To contextualize performance, the ICL approach is compared against a traditional machine-learning baseline that must learn directly from pixel-level information. While the baseline relies on supervised training and engineered features, the LLM derives its classification behavior purely from pattern recognition using images and the prompt. When evaluated on unseen weld defect images, ICL consistently performs better than the baseline—demonstrating stronger generalization from just a few examples and outperforming the benchmark in overall accuracy. These results highlight the efficiency and adaptability of ICL for inspection-style tasks, especially when training data is scarce or rapid deployment is required.
Conclusion
This demonstration shows that LLMs can successfully classify complex weld defects using only in-context visual examples, effectively acting as prompt-driven inspectors capable of recognizing defect signatures from minimal supervision. The ICL paradigm proves especially powerful in this setting: with only nine example images, the model generalizes to new, unseen weld defects more reliably than the supervised baseline, reflecting the model’s flexibility and its ability to internalize visual patterns without any training pipeline.

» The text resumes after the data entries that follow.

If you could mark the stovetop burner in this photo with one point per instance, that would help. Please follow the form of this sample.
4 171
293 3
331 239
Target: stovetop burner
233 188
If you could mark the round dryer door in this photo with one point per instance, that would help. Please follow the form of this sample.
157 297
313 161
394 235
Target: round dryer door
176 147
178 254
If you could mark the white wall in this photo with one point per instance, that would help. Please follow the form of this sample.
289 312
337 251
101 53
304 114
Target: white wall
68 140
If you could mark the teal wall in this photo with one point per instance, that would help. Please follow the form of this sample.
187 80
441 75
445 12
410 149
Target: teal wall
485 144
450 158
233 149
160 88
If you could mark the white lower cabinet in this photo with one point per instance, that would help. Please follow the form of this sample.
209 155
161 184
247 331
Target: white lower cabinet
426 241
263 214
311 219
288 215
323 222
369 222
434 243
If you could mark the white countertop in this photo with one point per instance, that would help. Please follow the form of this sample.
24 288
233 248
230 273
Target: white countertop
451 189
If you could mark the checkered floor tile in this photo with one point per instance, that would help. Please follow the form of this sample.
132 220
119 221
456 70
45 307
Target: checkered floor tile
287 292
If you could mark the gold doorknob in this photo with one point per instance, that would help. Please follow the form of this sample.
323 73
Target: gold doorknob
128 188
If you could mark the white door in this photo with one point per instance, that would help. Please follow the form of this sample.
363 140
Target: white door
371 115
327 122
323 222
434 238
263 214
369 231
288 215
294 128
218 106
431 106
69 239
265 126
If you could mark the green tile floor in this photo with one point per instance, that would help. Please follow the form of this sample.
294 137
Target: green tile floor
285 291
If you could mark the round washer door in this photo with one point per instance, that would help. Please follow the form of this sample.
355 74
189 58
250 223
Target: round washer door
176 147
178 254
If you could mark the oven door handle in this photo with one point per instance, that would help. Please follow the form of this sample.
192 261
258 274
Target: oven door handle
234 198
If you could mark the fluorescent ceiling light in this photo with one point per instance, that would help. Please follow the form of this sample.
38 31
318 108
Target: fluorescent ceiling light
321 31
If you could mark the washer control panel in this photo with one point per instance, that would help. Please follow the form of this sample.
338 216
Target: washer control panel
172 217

Compared to traditional approaches—which typically require substantial datasets, model tuning, and iterative optimization—the ICL method provides a fast, low-overhead alternative that can be adapted to new defect categories simply by revising the prompt. Together, the comparison between ICL and the baseline model demonstrates why LLMs are well-suited for rapid, lightweight visual classification tasks such as weld inspection, quality assurance, and defect triage, offering accurate and consistent performance with minimal setup and significantly reduced computational cost.